Once he thought about it, it was easy to could guess why. It was already at level 6, so it had probably sucked in dozens of people, probably hundreds. Depending on how long they’d remained inside and how much damage they'd done, it made sense that this dungeon made enough of a splash to be hunted down early, before the protections were put in place.
On the one hand, this could be a great opportunity to level fast. A level 6 dungeon would provide a much greater experience benefit than running through level 1s again and again.
But on the other hand, dungeons were never meant to be faced solo. He was already barely surviving against level 1 bosses, and dungeons scaled up fast. Anything above level 5 would be idiotic to try to clear until he was better equipped and higher level himself.
He looked down at the map again. It seemed he’d come too far north, he needed to head further south for the Control dungeon where the map led him.
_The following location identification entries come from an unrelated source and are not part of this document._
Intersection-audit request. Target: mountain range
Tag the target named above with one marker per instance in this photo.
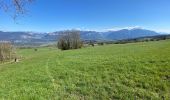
(35, 37)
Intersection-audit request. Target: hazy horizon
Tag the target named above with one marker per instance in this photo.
(56, 15)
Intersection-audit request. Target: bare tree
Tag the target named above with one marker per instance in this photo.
(69, 40)
(17, 7)
(5, 51)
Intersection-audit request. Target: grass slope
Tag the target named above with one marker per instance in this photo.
(123, 71)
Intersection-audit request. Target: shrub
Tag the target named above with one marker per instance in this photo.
(69, 40)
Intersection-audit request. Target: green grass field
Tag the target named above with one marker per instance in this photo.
(120, 71)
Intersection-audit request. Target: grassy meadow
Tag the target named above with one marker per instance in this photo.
(118, 71)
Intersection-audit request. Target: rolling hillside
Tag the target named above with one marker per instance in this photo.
(33, 37)
(120, 71)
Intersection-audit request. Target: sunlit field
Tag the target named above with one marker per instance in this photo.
(116, 71)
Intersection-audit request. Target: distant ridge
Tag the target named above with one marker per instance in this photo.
(33, 37)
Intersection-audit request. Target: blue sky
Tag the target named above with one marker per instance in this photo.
(53, 15)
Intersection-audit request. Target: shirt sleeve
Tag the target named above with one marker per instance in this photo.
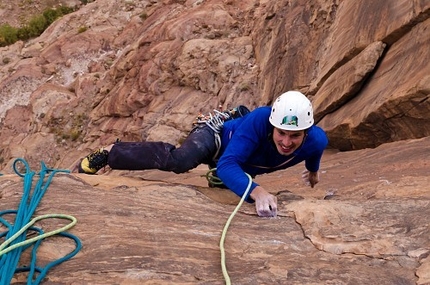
(242, 145)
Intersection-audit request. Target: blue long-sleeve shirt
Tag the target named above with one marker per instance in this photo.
(247, 146)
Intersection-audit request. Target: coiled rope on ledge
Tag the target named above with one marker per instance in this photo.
(15, 236)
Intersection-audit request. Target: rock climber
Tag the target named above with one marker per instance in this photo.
(233, 143)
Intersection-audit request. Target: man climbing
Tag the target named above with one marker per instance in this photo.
(237, 143)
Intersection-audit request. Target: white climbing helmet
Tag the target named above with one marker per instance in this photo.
(292, 111)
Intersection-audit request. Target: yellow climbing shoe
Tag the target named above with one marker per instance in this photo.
(94, 162)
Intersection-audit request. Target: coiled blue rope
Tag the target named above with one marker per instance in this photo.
(15, 236)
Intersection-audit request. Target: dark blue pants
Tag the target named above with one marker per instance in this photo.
(198, 148)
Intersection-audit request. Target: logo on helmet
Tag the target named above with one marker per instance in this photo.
(290, 121)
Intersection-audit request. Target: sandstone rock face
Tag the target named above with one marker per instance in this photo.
(143, 69)
(139, 70)
(147, 227)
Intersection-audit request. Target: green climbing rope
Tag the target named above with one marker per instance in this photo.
(15, 236)
(224, 232)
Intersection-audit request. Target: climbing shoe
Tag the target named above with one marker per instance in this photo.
(94, 162)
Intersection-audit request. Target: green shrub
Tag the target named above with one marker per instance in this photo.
(34, 28)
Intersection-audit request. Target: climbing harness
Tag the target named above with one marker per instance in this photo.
(212, 178)
(224, 232)
(15, 236)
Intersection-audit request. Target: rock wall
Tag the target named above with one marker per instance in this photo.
(143, 69)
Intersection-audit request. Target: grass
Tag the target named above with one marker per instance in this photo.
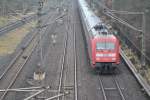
(10, 41)
(136, 61)
(3, 21)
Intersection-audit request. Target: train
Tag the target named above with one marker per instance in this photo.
(103, 47)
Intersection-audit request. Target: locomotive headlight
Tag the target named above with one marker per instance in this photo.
(99, 55)
(113, 59)
(112, 55)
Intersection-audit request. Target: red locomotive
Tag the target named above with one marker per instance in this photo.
(103, 47)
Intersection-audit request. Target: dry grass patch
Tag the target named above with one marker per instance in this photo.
(10, 41)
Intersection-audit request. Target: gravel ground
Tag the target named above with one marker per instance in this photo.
(88, 83)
Then he looked back at the dark entryway, the faint glimmer in the air the only betrayal of its deadly trap.
“Damn it.”
He couldn’t pass up this opportunity any more than he could ignore the map.
But right now... he'd be a fool to dive into something like this without at least one or two more minions. Soloing level 1 dungeons was hard enough, and those had only tiny gremlins he could physically dominate with hardly an effort. He pulled the door shut, silently apologizing to anyone who was tricked into the dungeon in the meantime. For a moment he considered trying to write a warning on the door, but could think of nothing that wouldn't be immediately dismissed as graffiti or a prank. "We'll be back," he promised, then pulled out his phone to request another ride.